Le CMA ajoute que les sommes réclamées par M. Y... au titre de l'indemnité conventionnelle de licenciement et au titre de l'indemnité compensatrice de préavis résultent de calculs erronés.
Aux termes de ses dernières conclusions déposées au greffe le 5 avril 2013, reprises et soutenues oralement à l'audience devant la cour, ici expressément visées et auxquelles il convient de se référer, M. Y... demande à la cour :
de confirmer Ie jugement du conseil de prud'hommes d'Angers du 25 novembre 2011 qui a jugé son licenciement sans cause réelle et sérieuse et a condamné le CMA à lui verser les sommes de :- une somme de 9847, 74 ¿ à titre d'indemnité de préavis,- une somme de 83 705, 78 ¿ à titre d'indemnité conventionnelle de licenciement,- une somme de 18 054, 19 ¿ à titre de rappel de salaires pour la période d'août 2009 à décembre 2009, incidence congés payés incluse,
d'infirmer Ie jugement concernant Ie montant des dommages-intérêts qui lui ont été accordés au titre du licenciement sans cause réelle et sérieuse et de lui allouer la somme de 346 733, 76 ¿.
de condamner la CAISSE FEDERALE DU CREDIT MUTUEL D'ANJOU aux entiers dépens et à payer à M. Y... la somme de 5 000 ¿ par application de l'article 700 du code de procédure civile.
M. Y... précise qu'il ne sollicite pas la réformation du jugement du chef du remboursement du prêt de 7500 ¿, et qu'il a exécuté la décision de première instance sur ce point.
M. Y... soutient que le CMA n'a pas respecté certaines dispositions de la convention collective applicable, alors qu'elles constituent des garanties de fond dont le non-respect prive le licenciement de cause réelle et sérieuse : que le délai de convocation du conseil de discipline n'a pas été respecté, et que l'employeur a rendu le licenciement exécutoire avant l'avis de l'organe conventionnel ; qu'il l'a reconnu dans ses écritures en disant que : " le licenciement est devenu exécutoire à la date de la décision du conseil de discipline, soit le 30 juin 2009 ", alors que la convention collective prévoit, lorsque le conseil de discipline a statué avec un partage de voix, ce qui a été le cas, que l'employeur doit " obligatoirement dans les 15 jours qui suivent demander l'avis de la commission paritaire d'interprétation et d'appel " et que celle-ci a rendu un avis de partage des voix le 16 décembre 2009.
M. Y... demande paiement des salaires dus du 1er août 2009 au 16 décembre 2009, date à laquelle a statué la commission paritaire d'appel.
Quant aux griefs invoqués à son encontre, M. Y... soutient qu'ils sont prescrits, puisque l'employeur a eu connaissance des prêts litigieux dès juillet 2007 pour la SCI BAP, en janvier 2007 pour la SCI BEDIMMO, en octobre 2007 pour la SCI THEOMAX.
Il soutient enfin qu'il n'a pas commis de faute grave, ni même de faute, et qu'il a correctement appliqué les règles de distribution des crédits, en matière de " groupe risque ", de sur-financement et de franchises ; que la violation de la délégation qui lui avait été accordée en matière d'octroi de crédits ne lui a été reprochée qu'en cours d'instance mais n'est pas un grief visé par la lettre de licenciement, et ne pourra donc pas être prise en considération.

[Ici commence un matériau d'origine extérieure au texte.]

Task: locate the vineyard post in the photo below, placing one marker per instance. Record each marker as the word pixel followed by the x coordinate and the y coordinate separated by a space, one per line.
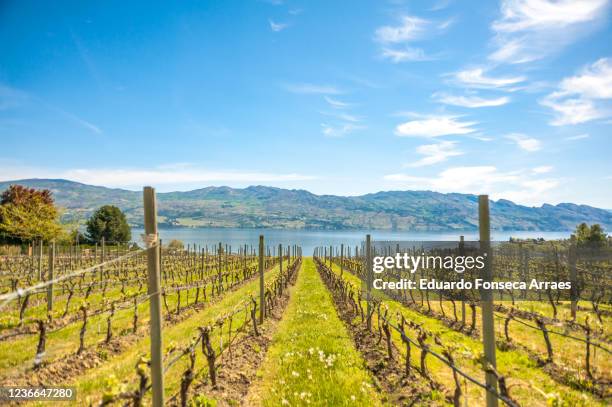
pixel 280 261
pixel 368 270
pixel 341 256
pixel 573 276
pixel 102 259
pixel 219 271
pixel 488 327
pixel 50 276
pixel 40 254
pixel 261 282
pixel 150 218
pixel 461 253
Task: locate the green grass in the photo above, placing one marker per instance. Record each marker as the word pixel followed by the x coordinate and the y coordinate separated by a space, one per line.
pixel 530 385
pixel 312 359
pixel 120 368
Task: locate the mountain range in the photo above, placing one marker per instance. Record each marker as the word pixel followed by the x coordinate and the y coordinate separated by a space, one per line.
pixel 262 206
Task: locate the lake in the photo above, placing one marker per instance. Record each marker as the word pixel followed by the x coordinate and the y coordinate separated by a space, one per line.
pixel 309 239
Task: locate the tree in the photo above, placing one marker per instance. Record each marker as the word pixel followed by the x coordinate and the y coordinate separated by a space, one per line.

Pour plus ample exposé des prétentions et moyens des parties, la cour, par application des dispositions de l'article 455 code de procédure civile se réfère à leurs conclusions visées par le greffier le 27 mai 2013 pour la caisse régionale du crédit mutuel d'Anjou, venant aux droits de la caisse fédérale de crédit mutuel d'Anjou et le 5 avril 2013 pour M. Y... et développées lors de l'audience des débats.
MOTIFS DE LA DÉCISION :
Sur les dispositions de la convention collective du crédit mutuel d'Anjou et le licenciement :
La convention collective du Crédit Mutuel d'Anjou, du 11 février 1997, indique en préambule qu'elle n'est pas liée à celle de l'Association française des banques, et qu'elle s'inscrit dans un cadre commun à tous les organismes du Crédit Mutuel défini par la convention de branche ; qu'elle est conclue pour une durée indéterminée à dater du 1er janvier 1998 ;
Elle prévoit en son article 17 deux niveaux de sanction, le licenciement relevant du 2ème niveau, et devant comme tel être prononcé par l'employeur ou son représentant, en accord avec le supérieur hiérarchique. Toutes les sanctions donnent lieu à une notification écrite ;
L'article 18 énonce :
" Lorsqu'un membre du personnel est sous Ie coup d'une sanction du 2ème niveau, il est avisé par l'employeur ou son représentant. Ce dernier doit lui indiquer qu'il peut, dans les 10 jours ouvrables de cet avis, demander directement ou par l'intermédiaire des délégués du personnel, que ladite sanction soit déférée au conseil de discipline de sa section et qu'il peut se faire assister par une personne de son choix prise parmi Ie personnel de I'entreprise. Dans ce cas, Ia sanction ne devient exécutoire que Iorsque Ie Conseil de Discipline s'est prononcé. "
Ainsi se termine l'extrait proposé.